Title: Setting a boundary for Easter dinner Post by: isshebpd on March 19, 2016, 05:16:59 PM Is it reasonable to request no iPhones or SmartPhones at the table during seasonal feasts?
Title: Re: Setting a boundary for Easter dinner Post by: chayka on March 19, 2016, 06:17:48 PM It seems very reasonable to me, but I guess it will depend on who is there and their likely attitude to that request.
How many loved-ones with BPD or other challenging problems will be present? Do you think they might take it personally? It's worth emphasizing the positives of doing this, like being able to enjoy each other's company and the food much better without the distraction of phones. Title: Re: Setting a boundary for Easter dinner Post by: Bright Day Mom on March 21, 2016, 01:20:55 PM It is absolutely reasonable. I actually have an electronics free kitchen! Dining room for larger parties.

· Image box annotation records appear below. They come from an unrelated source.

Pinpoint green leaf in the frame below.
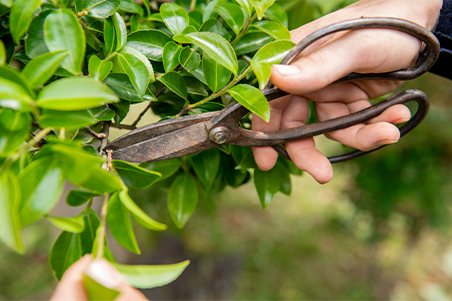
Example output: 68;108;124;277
140;158;182;181
39;109;98;129
199;18;231;40
254;168;280;209
185;32;238;75
104;13;127;57
168;174;198;229
0;40;6;66
250;0;275;20
113;46;155;99
82;273;121;301
0;170;25;253
105;73;157;102
158;71;188;99
18;156;64;226
163;41;183;72
251;60;272;90
119;0;144;16
44;9;86;75
36;77;119;111
253;41;295;64
227;84;270;122
191;148;220;189
22;50;68;88
160;3;190;35
235;0;254;17
215;3;248;35
107;192;141;254
78;167;122;193
234;32;274;56
25;10;52;59
49;231;82;281
88;55;113;81
251;21;290;40
119;189;167;231
202;54;232;93
46;212;85;233
75;0;121;19
126;29;171;62
112;160;161;189
9;0;41;45
80;209;100;256
179;47;201;72
113;260;190;289
66;190;100;207
0;108;31;156
265;3;288;28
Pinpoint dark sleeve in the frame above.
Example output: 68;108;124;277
430;0;452;79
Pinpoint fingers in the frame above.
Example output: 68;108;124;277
50;255;148;301
251;96;291;171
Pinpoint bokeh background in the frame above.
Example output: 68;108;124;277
0;0;452;301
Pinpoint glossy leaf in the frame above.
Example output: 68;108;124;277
119;189;167;231
185;32;238;75
82;273;121;301
234;32;274;56
105;73;157;102
75;0;121;19
107;192;141;254
88;55;113;81
168;174;198;229
158;71;188;99
0;109;31;156
191;148;220;189
160;3;190;35
49;232;82;281
179;47;201;71
112;160;161;189
25;10;52;59
18;156;64;226
66;190;100;207
22;50;68;88
254;168;280;209
0;170;25;253
141;158;182;181
227;84;270;122
126;29;171;62
235;0;254;17
163;41;183;72
36;77;119;111
46;212;85;233
202;55;232;93
104;13;127;56
9;0;41;45
113;46;155;99
250;0;275;20
215;3;248;35
113;260;190;289
39;109;98;129
249;41;295;64
252;21;290;40
251;60;272;90
44;9;86;75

I refuse to put my heart and soul into preparing a meal and have it hijacked by an electronic. One of my co-workers has a basket that they ask guests to put their phones in upon arrival. I don't know if you have to take it that far. I also have a "family Dinner Game" and place one or two cards next to each place setting. If there is a lull in conversation you can with that it is a great way to learn more about one another and keeps things moving along.
Have a great Easter! Title: Re: Setting a boundary for Easter dinner Post by: isshebpd on March 22, 2016, 11:29:20 AM In this case, unlike with most people, this is probably PA behaviour. I'm not sure what my uPD brother is trying to say when he pulls out his iPhone at the worst possible moments. Even during our niece's christening (our sister's daughter) a few years ago. I'm not really religious myself, but I show proper respect.
I heard someone ask him to put it away once, and he said something on the lines of "you can't make me". Very childish for a 38 year-old. This dinner will be at our parents place, although everyone is contributing, so I asked them (uBPDmom and enDad) to try to make this a rule this time. They've made some progress with setting boundaries in their home. uPDbro no longer walks around in his torn underwear belching. I'm so glad I don't have to be around that guy more than few days a year. Title: Re: Setting a boundary for Easter dinner Post by: isshebpd on March 28, 2016, 05:32:07 PM The Easter Dinner went way better than expected. It ended up at my sister's house, which is a bit out of town, and everyone decided to act just a little bit normal. No meltdowns or extremely rude behaviour. :)
Title: Re: Setting a boundary for Easter dinner Post by: Bright Day Mom on March 28, 2016, 06:51:26 PM So happy to hear your Easter was a success.